AI Article Synopsis

  • Gekko swinhonis, or Gecko, is a traditional Chinese medicine known for its effectiveness in treating gastrointestinal cancers like gastric cancer, necessitating more research on its active ingredients.
  • The study focused on isolating and characterizing the most active components of Gecko, particularly their anti-cancer mechanisms related to inhibiting vascular endothelial cells and new blood vessel formation.
  • Results showed that Gecko components effectively inhibit angiogenesis, with specific peptides demonstrating strong anti-cancer properties and good safety profiles in animal models, highlighting their potential for localized cancer treatment.

Article Abstract

Ethnopharmacological Relevance: Gekko swinhonis Guenther, commonly referred to as Gecko in the following text, belongs to the genus Gekko within the family Gekko. Its dried whole body is a widely utilized traditional Chinese medicine, demonstrating significant efficacy in the treatment of gastrointestinal malignancies, particularly gastric cancer (GC). Nevertheless, the composition of the gecko is complex, necessitating further research into its active ingredients for the treatment of GC.

Aim Of The Study: Isolation and characterization of the most active components in Gecko based on their anti-GC mechanisms of vascular endothelial cell inhibition and anti-neovascularization.

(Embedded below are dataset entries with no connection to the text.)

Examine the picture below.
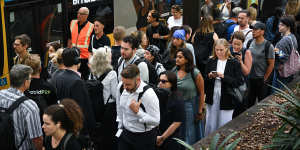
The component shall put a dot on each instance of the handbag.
(238, 93)
(292, 65)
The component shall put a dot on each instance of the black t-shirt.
(72, 144)
(162, 30)
(172, 111)
(116, 54)
(96, 43)
(42, 92)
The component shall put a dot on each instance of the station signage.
(79, 2)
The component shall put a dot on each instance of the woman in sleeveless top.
(203, 41)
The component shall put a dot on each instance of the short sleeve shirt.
(259, 60)
(186, 86)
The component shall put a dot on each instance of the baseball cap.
(179, 34)
(259, 25)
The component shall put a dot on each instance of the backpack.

Materials And Methods: We utilized the enzymatic hydrolysate of Geckos to investigate its effectiveness and underlying mechanisms. Initially, we assessed its efficacy in ectopic and in-situ GC tumor-bearing mouse models. Subsequently, we evaluated the effectiveness of peptides, aliphatics, and small molecules derived from Gecko using CCK-8 and 3D tumor spheroid assays. The activities of peptides S1-S4 were further examined through these experiments. Finally, we screened, synthesized, and investigated five potential peptides for their pharmacodynamics in the CCK-8 assay and in the in-situ GC model mice.

Results: The Gecko can inhibit the formation of blood vessels in the tumor microenvironment, providing a localized treatment for GC. The peptide components significantly inhibit vascular endothelial cells and impede the formation of new blood vessels, with the S2 peptide sections (0.3 KD - 3 KD) demonstrating the most potent inhibitory activity against angiogenesis. One of the active peptides effectively suppresses the growth of in-situ GC in nude mice through angiogenesis inhibition and also modulates immunity, all while exhibiting excellent biosafety.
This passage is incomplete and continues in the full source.